Zor bir gün daha bitiyor, insan idrâk ettikçe günler kolay olmaktan çıkıyor, zorlaşıyor.
Fark ediyorsun ki, her an seçimler yapmaktasın ve yaptığın her seçimle, esasen kim olduğunu seçmektesin. Hiçbir ufak, kıymetsiz değil; hiçbir an, kaderin boşluğuna denk gelmiyor. Rüyalarımızda bile, rûhumuzun akislerini yansıtarak hareket ediyoruz. Işığımız neredeyse gerisine gölgemiz düşüyor, aydınlıkta her ayrıntısıyla görmek istediğimiz şeyler neler, kandili nereye tutmalıyız, biz seçiyoruz. Neyi arkamızda bırakacağımızı ve neyi loş göreceğimizi, biz seçiyoruz.

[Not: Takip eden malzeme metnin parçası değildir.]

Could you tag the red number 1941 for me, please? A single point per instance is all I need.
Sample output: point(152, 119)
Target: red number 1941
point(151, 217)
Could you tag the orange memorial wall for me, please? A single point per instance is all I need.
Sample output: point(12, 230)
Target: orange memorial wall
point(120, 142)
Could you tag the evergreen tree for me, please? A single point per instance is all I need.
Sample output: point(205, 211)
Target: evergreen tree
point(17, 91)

Duâlar ediyoruz; isteklerimiz kimi vakit kabul oluyor, kimi vakit olmuyor. Ya da bize öyle geliyor. Ama duâ ile ne isteyeceğimizi biz seçiyoruz. Talebenin kalitesi, sorusundan belli olur, der ya hocalar… Duâmızla kendimizi belli ediyoruz, kim şâhitlik ediyor, kim “âmin” diyor; ne denli kabul oluyor, ne vakit kabul oluyor, orası bizim işimiz değil. Harcımızca ve nasibimizce duâ edebiliyoruz.
Dedim ya, zor bir gün daha bitiyor. Kimse için kolay değil bugün, herkes kendine göre nimetlerle ve imtihanlarla donatılmış. Nimetine bakıp gıpta ettiklerimiz oluyor, imtihanlarını görmezden geliyoruz. “Onunkinden” istiyoruz, kendimizinkini inşâ etmeye tembeliz. Üstelik bir hantallık çökmüş üstümüze...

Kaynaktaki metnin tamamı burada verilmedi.